Au-delà des déclarations d’intention du poète dans ses commentaires ou ses essais,
il apparaît ainsi clairement que ces voix, en amont de leur incarnation physique par
les acteurs, existent inscrites dans l’écriture, et méritent un détour critique pour
en comprendre la nature et le fonctionnement.
Le deuxième introduit une nouvelle difficulté conceptuelle. La voix en effet – au
sens littéral de « la voix haute », concrètement émise et entendue par un auditeur –,
« n’existe pas dans le silence du texte ». Yeats est loin pourtant d’être le premier
écrivain à avoir manifesté un intérêt pour la présence « concrète » de la voix dans
l’écriture, en cherchant à réduire l’écart entre l’écrit et le langage parlé. Le concept
d’« oralité », de création récente, permet de désigner « ce qui dans le texte compense
l’absence de voix : […] les sons n’ont pas besoin de la voix pour être perçus. La
voix n’est pas une condition nécessaire de l’oralité 27 ». Il semble alors intéressant
d’interroger ce concept d’oralité s’agissant de textes de théâtre. En effet, si le texte
dramatique est écrit pour être dit, incarné dans une voix, ne peut-on alors supposer,
à l’inverse, que pour ce faire il doit avoir été écrit, comme tout autre texte certes,
mais peut-être plus que tout autre, en référence à une voix, ou des voix, réelle(s)

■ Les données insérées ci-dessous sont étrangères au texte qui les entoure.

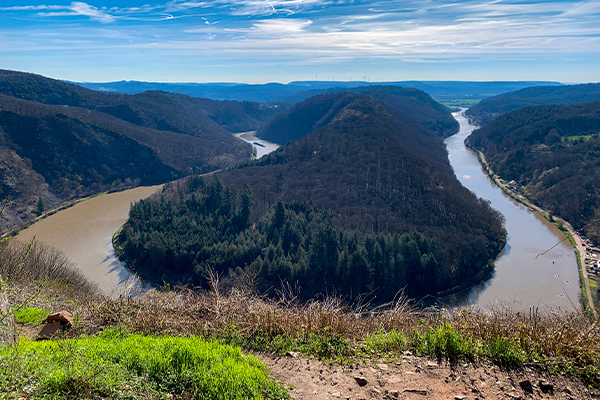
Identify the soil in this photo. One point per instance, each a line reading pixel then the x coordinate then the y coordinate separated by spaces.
pixel 417 378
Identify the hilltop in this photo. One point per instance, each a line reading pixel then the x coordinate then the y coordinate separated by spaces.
pixel 488 109
pixel 366 202
pixel 297 91
pixel 316 112
pixel 60 141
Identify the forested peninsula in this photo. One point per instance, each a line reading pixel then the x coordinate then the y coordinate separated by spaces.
pixel 363 201
pixel 553 155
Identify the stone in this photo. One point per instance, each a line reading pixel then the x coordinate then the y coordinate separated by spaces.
pixel 546 387
pixel 55 323
pixel 49 330
pixel 526 386
pixel 65 318
pixel 361 380
pixel 422 392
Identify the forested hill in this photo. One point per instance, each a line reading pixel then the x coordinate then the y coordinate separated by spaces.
pixel 488 109
pixel 318 111
pixel 554 151
pixel 154 109
pixel 59 141
pixel 367 203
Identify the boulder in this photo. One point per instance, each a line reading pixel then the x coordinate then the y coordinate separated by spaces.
pixel 54 323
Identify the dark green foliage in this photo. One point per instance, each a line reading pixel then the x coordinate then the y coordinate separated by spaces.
pixel 554 151
pixel 488 109
pixel 293 242
pixel 368 203
pixel 319 111
pixel 60 141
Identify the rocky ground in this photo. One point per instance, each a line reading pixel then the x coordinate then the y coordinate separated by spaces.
pixel 417 378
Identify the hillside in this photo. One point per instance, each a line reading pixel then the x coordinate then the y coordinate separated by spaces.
pixel 366 203
pixel 297 91
pixel 60 141
pixel 155 109
pixel 554 153
pixel 316 112
pixel 488 109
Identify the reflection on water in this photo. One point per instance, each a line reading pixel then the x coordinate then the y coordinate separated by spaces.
pixel 262 147
pixel 524 277
pixel 84 233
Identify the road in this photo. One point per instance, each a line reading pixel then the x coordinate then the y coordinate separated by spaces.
pixel 580 245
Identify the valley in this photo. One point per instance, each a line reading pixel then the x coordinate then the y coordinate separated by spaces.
pixel 520 280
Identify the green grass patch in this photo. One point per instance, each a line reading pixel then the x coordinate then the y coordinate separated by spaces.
pixel 126 366
pixel 30 315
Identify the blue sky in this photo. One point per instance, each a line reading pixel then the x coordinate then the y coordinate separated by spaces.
pixel 259 41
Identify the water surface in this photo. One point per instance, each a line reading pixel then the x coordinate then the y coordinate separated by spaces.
pixel 523 277
pixel 84 233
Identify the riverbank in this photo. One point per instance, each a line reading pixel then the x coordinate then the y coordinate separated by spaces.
pixel 84 233
pixel 564 226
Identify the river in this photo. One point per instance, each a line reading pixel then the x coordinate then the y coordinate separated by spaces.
pixel 522 279
pixel 84 232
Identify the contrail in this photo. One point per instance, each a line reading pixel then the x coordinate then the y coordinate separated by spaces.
pixel 271 4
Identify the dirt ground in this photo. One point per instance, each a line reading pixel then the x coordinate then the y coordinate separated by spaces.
pixel 416 378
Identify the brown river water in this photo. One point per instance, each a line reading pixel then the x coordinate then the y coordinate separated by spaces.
pixel 84 232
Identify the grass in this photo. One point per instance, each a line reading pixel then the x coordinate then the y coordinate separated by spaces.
pixel 327 329
pixel 125 366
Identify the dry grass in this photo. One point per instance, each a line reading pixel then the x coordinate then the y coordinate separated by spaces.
pixel 327 328
pixel 38 264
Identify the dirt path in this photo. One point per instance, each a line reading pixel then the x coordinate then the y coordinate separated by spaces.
pixel 416 378
pixel 581 248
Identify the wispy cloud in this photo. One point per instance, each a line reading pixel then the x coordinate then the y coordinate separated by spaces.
pixel 311 31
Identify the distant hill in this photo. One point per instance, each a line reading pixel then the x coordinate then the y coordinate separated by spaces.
pixel 366 202
pixel 488 109
pixel 297 91
pixel 60 141
pixel 554 152
pixel 318 111
pixel 158 110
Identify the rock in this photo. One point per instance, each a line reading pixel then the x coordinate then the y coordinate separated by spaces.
pixel 361 380
pixel 65 318
pixel 49 330
pixel 526 386
pixel 7 321
pixel 546 387
pixel 422 392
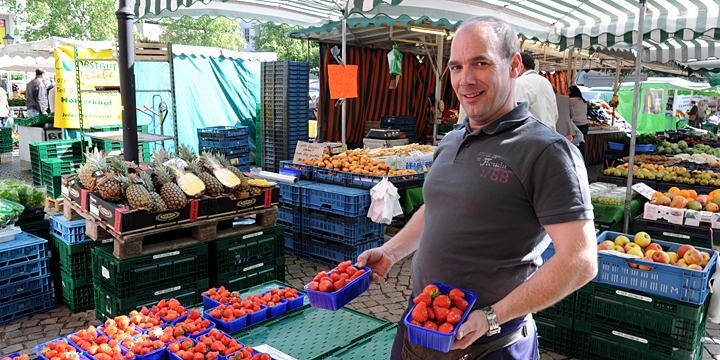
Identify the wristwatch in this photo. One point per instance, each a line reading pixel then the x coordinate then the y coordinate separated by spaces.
pixel 492 321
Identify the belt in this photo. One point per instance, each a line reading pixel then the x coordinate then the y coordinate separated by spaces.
pixel 473 352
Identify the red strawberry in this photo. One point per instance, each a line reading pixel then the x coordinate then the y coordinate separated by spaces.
pixel 420 312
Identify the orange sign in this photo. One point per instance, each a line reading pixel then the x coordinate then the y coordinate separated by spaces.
pixel 343 81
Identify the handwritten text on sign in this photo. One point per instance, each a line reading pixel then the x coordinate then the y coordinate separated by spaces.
pixel 307 151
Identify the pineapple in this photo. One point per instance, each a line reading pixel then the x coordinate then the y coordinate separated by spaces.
pixel 225 176
pixel 157 203
pixel 212 185
pixel 136 194
pixel 170 192
pixel 244 185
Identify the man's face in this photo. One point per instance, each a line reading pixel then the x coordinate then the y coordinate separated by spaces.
pixel 481 78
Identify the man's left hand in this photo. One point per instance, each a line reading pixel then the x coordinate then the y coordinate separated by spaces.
pixel 475 326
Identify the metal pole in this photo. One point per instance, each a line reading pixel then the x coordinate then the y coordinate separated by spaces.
pixel 344 58
pixel 438 85
pixel 636 108
pixel 126 59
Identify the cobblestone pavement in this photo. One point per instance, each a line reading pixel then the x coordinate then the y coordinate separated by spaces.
pixel 386 301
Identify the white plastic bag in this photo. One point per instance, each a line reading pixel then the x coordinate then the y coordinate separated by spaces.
pixel 385 202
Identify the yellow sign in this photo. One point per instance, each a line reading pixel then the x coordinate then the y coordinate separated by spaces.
pixel 102 108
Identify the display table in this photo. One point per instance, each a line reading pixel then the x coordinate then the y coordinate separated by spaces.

• 27 – Marion Chenetier, L’Oralité dans le théâtre contemporain : Herbert Achternbusch, Pierre
Guyotat, Valère Novarina, Jon Fosse, Daniel Danis, Sarah Kane, thèse de Doctorat, sous la direction
de Jean-Pierre Sarrazac, Université Paris III, UFR d’études théâtrales, décembre 2004, p. 50. Cette
thèse a été éditée sous le même titre aux éditions universitaires en 2010. Dans l’ouverture de son
étude, Marion Chenetier évoque les grandes figures de la littérature qui se sont ainsi penchées sur
les racines de la langue et la transcription écrite d’une langue orale, et en particulier Hugo (dans
Les Misérables) ou Balzac (dans Splendeurs et Misères des courtisanes). Reprenant Jean-Pierre Martin
(La Bande sonore, Paris, Corti, 1998), elle signale également comment, en 1877, l’invention du
paléophone, ou premier phonographe, par Charles Cros, permet, par sa dissociation du corps, une
perception nouvelle de la spécificité du phénomène physique de la voix.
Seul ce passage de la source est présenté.